Given n nodes labeled from 0 to n - 1 and a list of undirected edges (each edge is a pair of nodes), write a function to check whether these edges make up a valid tree.

For example:

Given n = 5 and edges = [[0, 1], [0, 2], [0, 3], [1, 4]], return true.

Given n = 5 and edges = [[0, 1], [1, 2], [2, 3], [1, 3], [1, 4]], return false.

Note: you can assume that no duplicate edges will appear in edges. Since all edges are undirected, [0, 1] is the same as [1, 0] and thus will not appear together in edges.

分析

这种验证有效的图都是一类题。无非就是几种方法,比如DFS。注意树有个特征就是一个child不能有两个parent, 根平时拓扑排序找环的的差别,当然由于这道题是无向图,不用考虑这方面。这题有几个要注意的地方,比如一个树只能有一个root,如果这个树存在多个root, 那肯定无效。

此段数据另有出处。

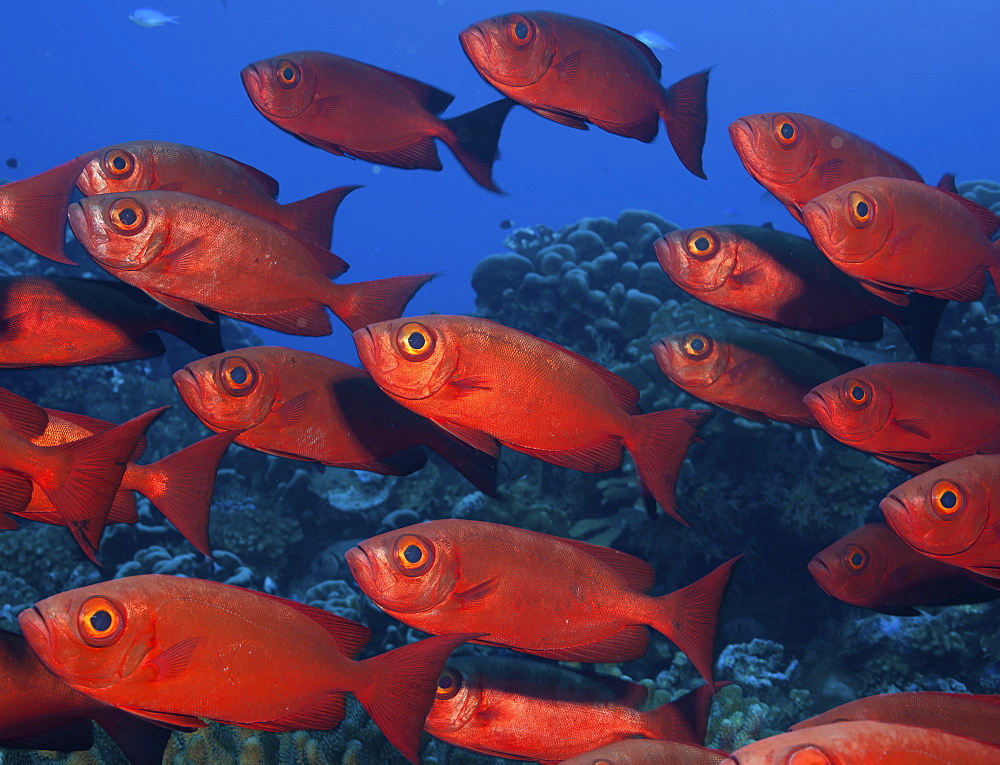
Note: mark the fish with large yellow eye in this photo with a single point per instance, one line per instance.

由于这道题是无向图,那么我们其实可以从任意一个点开始DFS,不用必须从root,因为无向图从任意一点都可以遍历到整块部分。添加edge的时候两个方向都添就可以了,另外就是还有个注意的地方就是如果在遍历neighbors的时候,自己parent不要遍历,否则直接返回false以为有环了。总结一句就是,这种无向图每个点遍历一次就可以了,否则就意味着有环。

如果这道题换成是有向图的话,解法见下文。

复杂度

time: O(V + E), space: O(h)

代码

public class Solution {
     public boolean validTree(int n, int[][] edges) {
        List<Integer>[] graph = new List[n];

        for (int i = 0; i < n; i++) {
            graph[i] = new ArrayList<Integer>();
        }

        for (int i = 0; i < edges.length; i++) {
            graph[edges[i][0]].add(edges[i][1]);
            graph[edges[i][1]].add(edges[i][0]);
        }

        boolean[] visited = new boolean[n];
        if (!dfs(graph, 0, visited, -1)) {
            return false;
        }
        
        // 检测是否存在多个root, 如是意味着图无效
        for (int i = 0; i < n; i++) {
            if (!visited[i]) {
                return false;
            }
        }

        return true;
    }

    private boolean dfs(List<Integer>[] graph, int i, boolean[] visited, int prev) {
        // 发现环
        if (visited[i]) {
            return false;
        }
        visited[i] = true;

        for (int num : graph[i]) {
            if (prev != num && !dfs(graph, num, visited, i)) {
                return false;
            }
        }

        return true;
    }
}

Graph Valid Tree(Directed Edges)

Given n nodes labeled from 0 to n - 1 and a list of directed edges (each edge is a pair of nodes), write a function to check whether these edges make up a valid tree.

For example:

Given n = 5 and edges = [[0, 1], [0, 2], [0, 3], [1, 4]], return true.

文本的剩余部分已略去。